Ahead of the 2024 spring Budget (6th March) which is likely to be the last major fiscal event before the next general election, Bacta has outlined a programme of regulatory reforms and initiatives that it has presented to the Treasury and which it argues will enable member organisations to make a full and active contribution to a hospitality sector led economic recovery. 

The programme includes an overhaul of business rates to support high street businesses, VAT recovery for gambling machine operators, a reduction in MGD rates for Category C machines and a replacement for the Super Deduction to include machines purchased for re-hire.

Confirming Bacta’s engagement with the Treasury National President John Bollom said: “While government support for the High Street has been welcome it is unfair to have excluded our sector from the support afforded to other hospitality, retail, and other non-gambling leisure industries. We have argued that any continued support measures should also include our sector. 

“In addition, the current business rate regime unfairly burdens land-based businesses while advantaging online competitors. High business rates are frequently cited as representing a significant barrier to sustaining profitable businesses and represent a disincentive for members to continue their investment in high street operations and with that the creation of local jobs.
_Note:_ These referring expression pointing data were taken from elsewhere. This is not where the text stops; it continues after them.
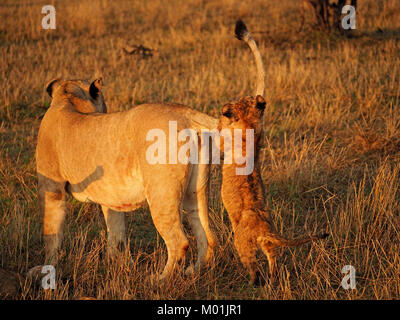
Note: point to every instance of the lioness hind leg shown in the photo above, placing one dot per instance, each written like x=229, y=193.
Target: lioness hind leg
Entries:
x=195, y=203
x=167, y=220
x=52, y=206
x=115, y=222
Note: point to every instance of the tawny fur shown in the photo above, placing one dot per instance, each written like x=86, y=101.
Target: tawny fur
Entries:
x=101, y=157
x=243, y=195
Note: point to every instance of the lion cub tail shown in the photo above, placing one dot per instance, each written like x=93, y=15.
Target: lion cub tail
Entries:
x=242, y=33
x=282, y=242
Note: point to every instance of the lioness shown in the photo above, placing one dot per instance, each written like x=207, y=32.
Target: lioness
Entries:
x=243, y=195
x=101, y=157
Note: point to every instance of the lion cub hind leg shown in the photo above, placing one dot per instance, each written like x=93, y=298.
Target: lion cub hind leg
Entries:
x=115, y=221
x=247, y=250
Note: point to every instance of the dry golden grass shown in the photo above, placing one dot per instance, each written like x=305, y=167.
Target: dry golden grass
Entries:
x=332, y=140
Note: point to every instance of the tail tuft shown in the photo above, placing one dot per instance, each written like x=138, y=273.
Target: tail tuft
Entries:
x=241, y=30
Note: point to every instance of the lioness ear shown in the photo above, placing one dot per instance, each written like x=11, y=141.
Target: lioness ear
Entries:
x=50, y=86
x=95, y=88
x=227, y=110
x=260, y=102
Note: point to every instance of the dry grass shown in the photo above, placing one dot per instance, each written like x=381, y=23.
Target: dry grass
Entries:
x=331, y=156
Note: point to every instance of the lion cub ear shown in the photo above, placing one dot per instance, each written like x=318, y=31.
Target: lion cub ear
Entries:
x=95, y=88
x=227, y=110
x=50, y=86
x=260, y=102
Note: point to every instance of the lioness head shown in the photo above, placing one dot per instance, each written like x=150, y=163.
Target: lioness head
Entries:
x=84, y=96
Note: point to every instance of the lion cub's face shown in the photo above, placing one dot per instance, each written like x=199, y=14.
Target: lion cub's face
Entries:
x=245, y=114
x=86, y=97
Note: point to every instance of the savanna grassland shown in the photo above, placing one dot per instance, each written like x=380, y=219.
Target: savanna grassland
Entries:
x=330, y=161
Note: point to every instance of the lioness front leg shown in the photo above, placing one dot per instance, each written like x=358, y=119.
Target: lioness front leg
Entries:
x=115, y=222
x=52, y=206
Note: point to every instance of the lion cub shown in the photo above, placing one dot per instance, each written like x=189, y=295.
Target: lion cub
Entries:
x=243, y=195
A more frequent rate revaluation would partially assist.”

In terms of specific industry-based taxes John Bollom referenced the 2013 introduction of Machines Games Duty (MGD) as a replacement for Amusement Machine License Duty which resulted in a considerable additional cost burden for Bacta members. He said: “MGD was accompanied by the removal of a VAT charge on the cash box and operators were also consequently removed from the ability to reclaim input tax. 

“It was stated at the time that this would be a cost-neutral measure but that’s not been the case with operators finding that their contribution to the Government in MGD and irrecoverable VAT has far exceeded what was paid before 2013. For our MGD-paying members, a simple and effective way of easing this burden would be to allow them to reclaim VAT.”

Bacta has also called for a new 10 percent MGD rate for Category C games as a way of differentiating from higher stake B3 machines and supporting the pub and bingo sectors which receive a vital revenue stream from their lower stake Cat C products.

Underlining the government’s role in encouraging businesses to invest over the long-term the trade association has called for the replacement of the Super Deduction to include machines purchased for re-hire. John Bollom noted: “Introduced during the pandemic, the Super Deduction came as welcome news for companies that rely heavily on capital expenditure. While there were gaps left in the scheme which affected Bacta members, the Super Deduction provided a much-needed boost for business investment. 

“We would like to see the Government adopt a similar scheme which encourages businesses to invest for the long term. Following the Autumn Statement, Government promised to set up a group to look into this. This was welcome and further action should be progressed.”